‘Jersey Boys’ Trial Starts With War Over Words

     RENO, Nev. (CN) — A lawyer defending former members of the Four Seasons singing group and other creators of the hit musical “Jersey Boys” in a copyright-infringement suit advised jurors that words such as “cool” can’t be owned and cautioned them not to get caught up in the opposition’s sideshows.
     Meanwhile, the attorney for a woman who filed the suit gave the jury a chronology of events leading to the success of the Broadway musical about the Four Seasons. That success, he said, can be traced to an unpublished book at the heart of the copyright dispute that provided a “eureka” moment for the musical’s writers — a compelling story that the play lacked.
     The attorneys, David Korzenik for the defendants and Gregory Guillot for the plaintiff, spent about 2 ½ hours on Tuesday giving opening statements to the jury of six men and three women as the “Jersey Boys” copyright trial got underway in the courtroom of U.S. District Judge Robert Jones. The trial is expected to last several weeks and caps nearly nine years of legal maneuvering.
     Guillot represents Donna Corbello, the widow of Rex Woodard, a Texas lawyer and a devoted Four Seasons fan who in 1988 entered into an agreement with Tommy DeVito to write an autobiography of DeVito’s life as a founding member of the Four Seasons, which had several hit songs in the 1960s. Woodard’s book was finished in 1990, but he died of cancer the following year and the book was never published.
     DeVito registered the book with the U.S. Copyright Office under his name four months before Woodard died, but Corbello didn’t discover this until 2006, according to court documents.

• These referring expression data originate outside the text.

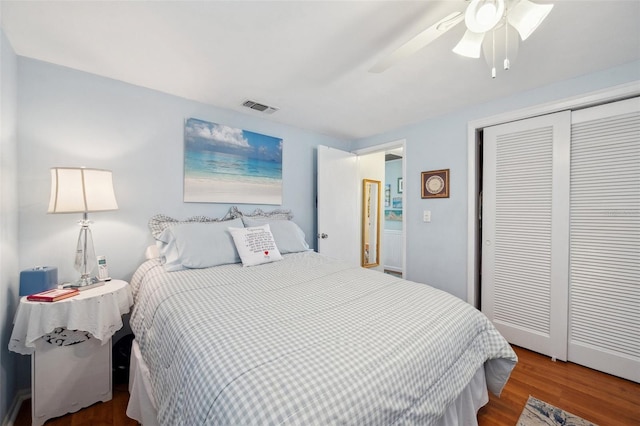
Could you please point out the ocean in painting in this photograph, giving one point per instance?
(231, 168)
(228, 165)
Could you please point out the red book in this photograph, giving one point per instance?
(53, 295)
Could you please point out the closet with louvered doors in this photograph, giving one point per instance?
(561, 235)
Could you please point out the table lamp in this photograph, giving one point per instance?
(82, 190)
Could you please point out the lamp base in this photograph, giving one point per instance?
(85, 283)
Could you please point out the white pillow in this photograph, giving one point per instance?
(287, 234)
(255, 245)
(198, 245)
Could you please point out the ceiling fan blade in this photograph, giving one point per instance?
(470, 45)
(418, 42)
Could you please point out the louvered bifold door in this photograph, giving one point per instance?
(525, 222)
(604, 309)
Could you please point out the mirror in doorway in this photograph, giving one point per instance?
(371, 223)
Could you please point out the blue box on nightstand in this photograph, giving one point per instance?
(40, 278)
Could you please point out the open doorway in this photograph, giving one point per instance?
(392, 250)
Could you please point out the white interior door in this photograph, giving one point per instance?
(525, 231)
(604, 314)
(338, 216)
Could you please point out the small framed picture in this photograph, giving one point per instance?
(435, 184)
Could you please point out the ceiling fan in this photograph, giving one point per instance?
(480, 17)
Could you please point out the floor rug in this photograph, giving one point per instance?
(539, 413)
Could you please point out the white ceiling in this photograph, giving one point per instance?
(311, 59)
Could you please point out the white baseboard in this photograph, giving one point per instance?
(12, 414)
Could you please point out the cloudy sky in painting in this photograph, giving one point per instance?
(202, 135)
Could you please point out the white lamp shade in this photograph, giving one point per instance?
(526, 16)
(79, 190)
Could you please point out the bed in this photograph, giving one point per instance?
(299, 339)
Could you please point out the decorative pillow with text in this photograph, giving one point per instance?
(255, 245)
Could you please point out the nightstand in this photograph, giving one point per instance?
(70, 344)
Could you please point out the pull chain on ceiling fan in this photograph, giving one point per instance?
(480, 17)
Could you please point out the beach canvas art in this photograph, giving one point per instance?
(224, 164)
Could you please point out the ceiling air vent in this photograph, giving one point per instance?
(260, 107)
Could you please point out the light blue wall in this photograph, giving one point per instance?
(393, 171)
(9, 275)
(437, 251)
(72, 118)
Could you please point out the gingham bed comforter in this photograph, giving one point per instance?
(307, 340)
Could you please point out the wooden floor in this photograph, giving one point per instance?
(598, 397)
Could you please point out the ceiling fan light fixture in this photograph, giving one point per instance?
(526, 16)
(470, 45)
(483, 15)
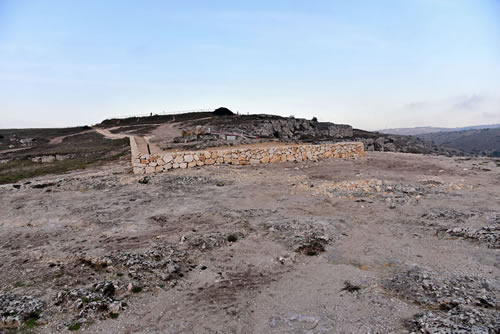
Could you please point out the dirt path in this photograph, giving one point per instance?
(143, 144)
(58, 140)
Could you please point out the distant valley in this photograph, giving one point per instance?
(478, 140)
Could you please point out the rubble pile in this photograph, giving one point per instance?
(98, 300)
(460, 304)
(489, 235)
(15, 309)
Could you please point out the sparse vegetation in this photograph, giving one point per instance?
(89, 149)
(75, 326)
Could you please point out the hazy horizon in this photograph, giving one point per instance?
(378, 65)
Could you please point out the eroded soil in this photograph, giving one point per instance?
(390, 243)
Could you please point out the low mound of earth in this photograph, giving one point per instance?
(195, 131)
(389, 243)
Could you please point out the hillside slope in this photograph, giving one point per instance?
(476, 141)
(430, 129)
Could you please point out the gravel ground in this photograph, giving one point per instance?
(389, 243)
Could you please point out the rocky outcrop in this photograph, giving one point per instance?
(270, 126)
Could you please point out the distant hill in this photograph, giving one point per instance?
(477, 141)
(430, 129)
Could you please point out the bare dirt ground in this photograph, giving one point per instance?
(389, 243)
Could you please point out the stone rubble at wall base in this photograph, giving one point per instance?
(162, 162)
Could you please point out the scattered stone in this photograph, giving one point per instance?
(15, 309)
(144, 180)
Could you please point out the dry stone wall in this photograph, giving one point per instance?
(163, 162)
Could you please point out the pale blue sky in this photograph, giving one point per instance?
(371, 64)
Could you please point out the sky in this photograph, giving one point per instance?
(372, 64)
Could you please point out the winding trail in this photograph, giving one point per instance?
(143, 144)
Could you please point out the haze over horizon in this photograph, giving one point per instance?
(372, 65)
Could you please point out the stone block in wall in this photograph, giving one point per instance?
(168, 158)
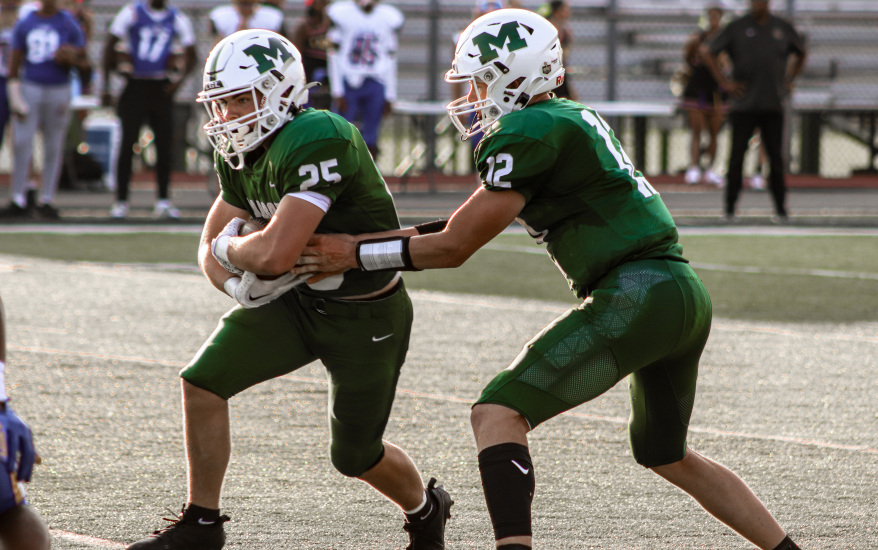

At the time, she and her sister-in-law were seeking to get the book published on the heels of the success of “Jersey Boys,” which debuted on Broadway in 2005 and won four 2006 Tony Awards, including Best Musical.
     Corbello then had her late husband added as a co-author of the book in the copyright registration.
     Corbello filed the copyright-infringement suit in 2007, claiming that the musical is at least partly derived from the book.
     In addition to DeVito, the suit eventually named as defendants the writers, director and producers of “Jersey Boys,” as well as former Four Seasons members Frankie Valli and Bob Gaudio.
     In his opening statement, Guillot said the case against DeVito has been settled. He did not provide details.
     Guillot told jurors that the defendants used Woodard’s unpublished book to “create a story that had eluded them for years” while they tried to create a musical based on the Four Seasons. The evidence, he said, will show that they “struggled to find the right story to bring to the stage until they got their hands on Woodard’s unpublished work,” which he called a “eureka moment.”
     He urged jurors to “listen and watch the evidence of the importance of the story to the play” as well as the importance of the DeVito character.
     The writers and director of “Jersey Boys” were “juiced about their contacts with DeVito,” he said.
     “You will see direct copying from the book,” Guillot told jurors, adding that a big chunk of the play used events selected by the book’s writer.
     Guillot also told the jury that the defendants’ story continues to change, from outright denial to saying they used the book only for research and finally saying they copied only unprotected facts.
     In his opening, Korzenik said the bulk of the examples of verbatim copying cited by the plaintiff are single words or two-word phrases, including “cool” and “social movement,” that can’t be owned.
     The defendants’ attorney told jurors they have all they need to decide the case by comparing the manuscript of the book with the musical. Jurors watched a videotape of the musical on the first day of the trial before listening to opening statements.
     “If it’s not in the final (the play), it’s not in the case,” Korzenik said on several occasions, contending that nothing in the musical is highly similar to the book.
     “All of their (plaintiff’s) other stories are sideshows,” he said.
     Korzenik took issue with Guillot’s statements that the book came first and the play had nothing going for it before then, calling it backwards. The musical, he said, was “greenlighted way before this biography got into anybody’s hands,” with writers using other sources for material.
     Korzenik also stressed that actual events, real people, places and facts can’t be protected by copyright.
     “Things that happen” can’t be owned, he said. “These things happened to the very people being sued.”
     Members of the Four Seasons “remember what happened to them,” Korzenik said. Of DeVito, he said, “We forgot all about that guy? That’s what they want you to think.”